According to another study published just this year, curcumin blocks new fat formation — while inducing “brown” changes in existing fat cells.12 I recommend taking 500 mg every single day. (But make sure it’s a bioavailable form, to maximize absorption.)
• Green tea is another disease-fighting dynamo with a stellar resume. It packs a strong punch against high blood sugar — but its most popular use is as an allnatural fat-burner. (It remains a staple in my practice for both purposes.)
But while green tea’s thermogenic properties were once attributed to its caffeine content, research shows that this is simply not the case. In reality, green tea extracts stimulate brown fat activity.13 And that’s a more powerful benefit than simple caffeine could ever offer — which is why I recommend 500 mg daily.
• Berberine is one of the newest additions to my “Desert Island” supplement list. There are a lot of reasons why it made the cut — but what has impressed me most is its ability to slash blood sugar levels at lightning speed. And its effects on brown fat may offer one clue as to how it’s able to do this.
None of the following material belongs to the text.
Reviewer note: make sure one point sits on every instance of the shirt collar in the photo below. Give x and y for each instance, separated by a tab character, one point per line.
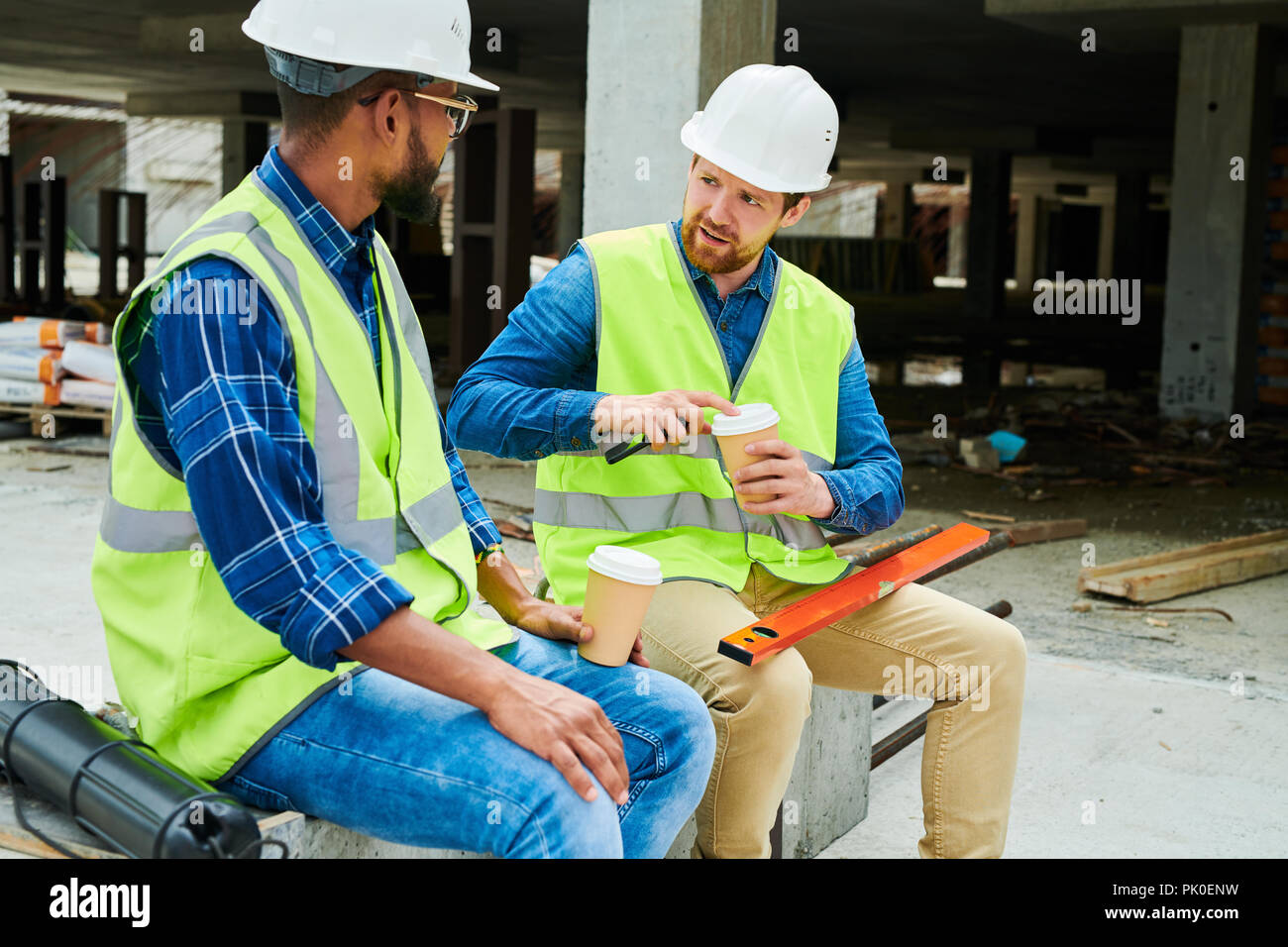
761	278
335	247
A 2014 study showed that berberine burned calories, stalled weight gain, boosted cold tolerance, and enhanced BAT activity in obese mice.14 I recommend starting with 500 mg per day — but you can work your way up to 1,500 mg, if necessary.
Granted, this is all laboratory research, mostly focusing on mice. (And you know how I feel about animal studies.) But you have to start somewhere.
And given these supplements’ already outstanding reputations when it comes to boosting metabolic health, I’m not at all surprised to see the lens pointing in their direction.
Combine the substances above, and you’ve got a simple but effective cocktail for stress-free brown fat activation. That’s why I advise you add all of them to your daily rotation. It’s the same recommendation I’ve been giving to my patients for years — now, I just have one more very exciting reason to keep giving it.
 Drubach LA et al. J Pediatr. 2011 Dec;159(6):939-44.
 Gilsanz V, et al. Pediatr Res. 2013 Jan;73(1):3-9.
 Virtanen KA, et al. N Engl J Med. 2009 Apr 9;360(15):1518-25.
 Sugatani J, et al. FASEB J. 2014 Jan;28(1):440-52.
 Petruzzelli M, et al. Cell Metab. 2014 Sep 2;20(3):433-47.
 Sidossis LS, et al. Cell Metab. 2015 Aug 4;22(2):219-27.
 Lichtenbelt W, et al. Trends Endocrinol Metab. 2014 Apr;25(4):165-7.
 Kern PA, et al. J Clin Endocrinol Metab. 2014 Dec;99(12):E2772-9.
 Boström P, et al. Nature. 2012 Jan 11;481(7382):463-8.
 Sanchez-Delgado G, et al. Ann Nutr Metab. 2015;67(1):21-32.
 Wang S, et al. Int J Obes (Lond). 2015 Jun;39(6):967-76.
 Lone J, et al. J Nutr Biochem. 2016 Jan;27:193-202.
 Dulloo AG, et al. Int J Obes Relat Metab Disord. 2000 Feb;24(2):252-8.
 Zhang Z, et al. Nat Commun. 2014 Nov 25;5:5493.